それでもホーリーエンジェモン以外に適任はいませんでした。なので、どうにか首輪をつける必要があったわけです。リアルワールドで好き勝手暴れ放題になった場合への対策として。」

「…お前どれだけ信用されてないんだよ。いや、テイルモンは元々は完全体だって言ってたよな?ホーリーエンジェモンもそうすればよかったんじゃないか?そうすれば元のシステムとも整合性取れるし。」

「私は元々そういうのが得意なだけで、誰もが進化や退化を簡単に出来るわけではないんです。だからこそ選ばれし子どもたちはすごかったわけですが。」

「そこは分かった。続きを頼む。そのパートナーデジモンが進化する云々についてだ。」

「まず、当然のことですけれど普通の成長期のデジモンが究極体に進化するだけの力、エネルギーを持っているわけがありません。そんな力があるならそもそも成長期のままでいる必要がありませんから。でも事実進化をしている。では、そのための進化エネルギーはどこにあるのか。

草太さんはどう思いますか?」

 

 そもそもとして草太はデジモンの進化を見たことがない。ここまでの話もややふんわりとした理解である。ただ、ホーリーエンジェモンをはじめ、これまで遭遇したデジモンは全て人を超越した力を持っていた。

 ただの人間にデジモンに与えられるほどの力があるとは思えない。選ばれし子供達という特殊な存在だとしてもだ。なら、進化するための力はデジモンから生まれることに間違いはないはずだ。デジモンと子供。このワンセットによって進化するための力が生み出される。セットが決まり条件は何か。相性が良ければいいのか?

 

「…人に力を貯めてるのか? つまり、デジモンが普段生み出すエネルギーのうち、自然に発散して消えるような余剰分が人に流れて蓄えられていく。で、いざという時に人に溜まった力が逆流してデジモンに還る。選ばれし子供にためられたエネルギーが一気に注ぎ込まれるから、進化する条件を満たす。選ばれし子供になるのは、子供とデジモンのパスを生成するのに相性が絡むから。どうだ?」

「…お見事です。草太さんの言う通り、進化するのに必要なエネルギーが、選ばれし子どもたちに蓄えられていると天使連の技術者は考えたわけです。ただその仕組みの再現にはかなり苦労したようです。当然のことながら、選ばれし子供にも協力を仰いでのシステム構築ですが、不確定要素があまりにも多かったんですね。とはいえ曲がりなりにも余剰となる力を送るためのシステムとしては完成してましたから、今回ホーリーエンジェモンの暴走対策に採用されたというわけです。まあ、草太さんとホーリーエンジェモンが使うまではここまで機能するとは考えていなかったようですけども。」

「とんだモルモットだったわけか。」

「で、肝心の距離を伸ばすってのはどうなんだ?」

「…まあ、なんといいますか、再現できただけすごいシステムなんですよね。ふたりともそう思うでしょう?思いますよね??」

 

 ホーリーエンジェモンが舌打ちをかます。草太も流石にため息を吐く。

 

「色々手を入れてもらってはいるんですが…。何分人とデジモンを繋ぐのは相性次第なところがあるみたいでして…。」

「なら、例えば俺と他の人、誰かを繋げて大容量のタンクにとかできないのか?」

「それは無理でしょうね。人同士の場合は力よりも意識の割合が大きくなりますから。全く別のことを考えている人を繋いでもノイズになるだけだと思います。人とデジモンだと、種族の差がフィルタの役割してくれるのでそのあたりの調整は必要ないみたいですけれどね。」

「ま、そんなにうまくはいかないか。」

 

 お茶うけにした漬物を口に放り込む。ポリポリと気持ちのいい音がする。釣られたようにテイルモンも箸を伸ばす。

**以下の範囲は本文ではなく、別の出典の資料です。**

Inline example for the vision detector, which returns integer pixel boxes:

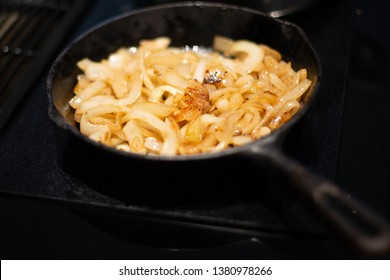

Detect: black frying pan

[47,2,390,254]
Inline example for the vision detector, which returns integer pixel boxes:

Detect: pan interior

[48,4,319,159]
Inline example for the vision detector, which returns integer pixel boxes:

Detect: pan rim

[46,1,322,162]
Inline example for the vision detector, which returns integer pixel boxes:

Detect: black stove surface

[0,0,390,259]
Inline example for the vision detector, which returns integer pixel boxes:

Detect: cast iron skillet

[47,2,390,254]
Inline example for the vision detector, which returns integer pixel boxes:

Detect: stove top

[0,0,390,259]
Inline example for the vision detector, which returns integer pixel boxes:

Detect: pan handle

[249,147,390,257]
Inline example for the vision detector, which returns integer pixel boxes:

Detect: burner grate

[0,0,92,129]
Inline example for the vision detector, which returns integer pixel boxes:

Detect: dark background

[0,0,390,259]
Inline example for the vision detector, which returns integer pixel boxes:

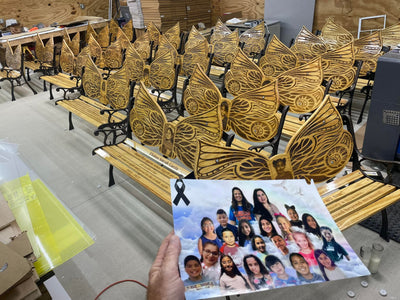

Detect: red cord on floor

[94,279,147,300]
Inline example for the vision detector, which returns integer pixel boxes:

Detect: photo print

[171,179,370,299]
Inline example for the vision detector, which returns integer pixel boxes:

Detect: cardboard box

[0,243,32,295]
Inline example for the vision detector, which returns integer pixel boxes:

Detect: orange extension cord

[94,279,147,300]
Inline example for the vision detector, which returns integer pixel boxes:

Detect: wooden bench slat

[318,170,364,197]
[328,183,396,220]
[335,189,400,230]
[96,149,171,205]
[124,139,191,177]
[322,178,374,206]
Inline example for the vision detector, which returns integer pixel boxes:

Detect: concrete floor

[0,75,400,300]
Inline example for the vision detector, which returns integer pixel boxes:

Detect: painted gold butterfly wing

[321,18,354,50]
[73,46,91,76]
[228,82,280,142]
[193,141,271,180]
[155,35,178,63]
[60,40,75,74]
[382,23,400,48]
[163,22,181,49]
[96,25,110,48]
[148,52,175,90]
[277,58,325,114]
[225,49,266,96]
[185,26,207,52]
[182,39,208,76]
[124,46,144,81]
[285,96,353,182]
[82,58,101,104]
[147,22,161,46]
[102,40,122,69]
[129,82,167,146]
[239,22,265,57]
[109,19,120,42]
[88,35,103,65]
[133,32,151,60]
[213,31,239,66]
[174,106,222,169]
[116,27,131,49]
[5,42,21,71]
[183,65,222,115]
[290,26,328,63]
[122,19,134,42]
[85,24,97,45]
[106,67,130,109]
[35,34,54,63]
[259,35,297,80]
[210,19,232,44]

 ちなみに漬物自体はホーリーエンジェモンが一本漬けしたものだ。食通気取りは伊達ではなく、いい塩梅に塩っ気が利いていてついつい食べ過ぎてしまう。

 

「実際のところ、もし上空から降りてこないデジモンが現れた場合、ホーリーエンジェモンが草太さんを抱えて飛ぶことになるんでしょうね。」

 

 漬物を食べる片手間にテイルモンが二人にとっての爆弾発言を放り込む。

 絵面を想像してぞっとする。ホーリーエンジェモンに抱えられるなどまっぴら御免だ。ホーリーエンジェモンも盛大に顔を顰めている。

 

「嫌そうですね…。なら、足にでもぶら下がりますか?」

「命綱無しでぶら下がるのはぞっとしないな…。」

 

 結局その後も大した案は出ずに解散となるのだった。

 

 




※独自解釈による設定です。念のため。